I confess to being less of a “global warming skeptic” than I believe my fellow Power Liners, John and Scott, are. But I become pretty skeptical pretty quickly when I read that scientists at the University of East Anglia’s Climate Research Unit (CRU) – the ones whose email correspondence reveals less than a solid commitment to honesty in science – have admitted that much of the raw data upon which their conclusions regarding global warming over the past 150 years are based was thrown out by the CRU. They claim that the documents were dumped to save space when the CRU moved to a new building.
Without the underlying data, other scientists cannot check the work that gives rise to the CRU’s findings of a long-term rise in temperature over the past 150 years. As the Times of London points out, these findings “are one of the main pieces of evidence used by the Intergovernmental Panel on Climate Change, which says global warming is a threat to humanity.”

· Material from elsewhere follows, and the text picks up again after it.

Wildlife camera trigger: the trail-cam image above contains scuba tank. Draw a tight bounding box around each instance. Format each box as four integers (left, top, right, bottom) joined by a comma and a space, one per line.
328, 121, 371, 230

In the law, the discovery of this sort of intentional document destruction would quite likely give rise to some form of “adverse inference instruction,” wherein the judge would instruct or encourage the jury to assume that the discarded evidence was harmful to the case of the party that destroyed it. I might be hesitant to apply this logic to the world of scientific inquiry were it not for the fact that the CRU scientists have demonstrated as little regard for honest adjudication of their position as your run-of-the-mill spoliator of evidence.
To be sure, the current head of the CRU was not in charge when the data were thrown away in the 1980s. Moreover, climate change was not such a heavily politicized issue in those days.
Still, Roger Pielke, the Colorado professor who asked for the records, is quite correct when he says that the CRU is basically insisting that we trust it, a demand that’s inconsistent with the scientific method for resolving debates.
One need not be a hard-core global warming skeptic to question whether we should alter the way we live in response to predictions based on findings that cannot be checked because the raw data was intentionally destroyed by the outfit that made the findings.